Another area of law which is undergoing rapid change thanks to technology is privacy. The new Privacy Act 2020 is now in place, and aims to create greater privacy protections for individuals, and place new obligations on businesses and organisations.
The Office of the Privacy Commissioner explores the changes in detail, but in summary:
- Notifiable privacy breaches: Businesses or organisations will be required to notify the Office of the Privacy Commissioner as soon as possible if they experience a privacy breach that causes serious harm to someone, or is likely to do so.
- Compliance notices: The Privacy Commissioner can require a business or organisation to do something or stop doing something if it is not meeting its Privacy Act obligations.
- Binding decisions on access requests: The Privacy Commissioner can make binding decisions on complaints relating to access to information.

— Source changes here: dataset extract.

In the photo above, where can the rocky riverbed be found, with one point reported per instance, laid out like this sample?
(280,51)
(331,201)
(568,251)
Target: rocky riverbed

- Disclosing information overseas: New Zealand businesses or organisations may only disclose personal information to an overseas agency if it has a similar level of protection to New Zealand, or the person to whom the information pertains allows it.
- Extraterritorial effect: The Privacy Act applies to overseas businesses or organisations dealing with New Zealanders, even if those businesses or organisations do not have physical presences in New Zealand.
- New criminal offences: It's now a criminal offence to mislead a business or organisation by impersonating someone, or pretending to act with another person's authority, to gain access to their personal information. It's also an offence to destroy a document containing personal information, knowing that someone has requested access to that information.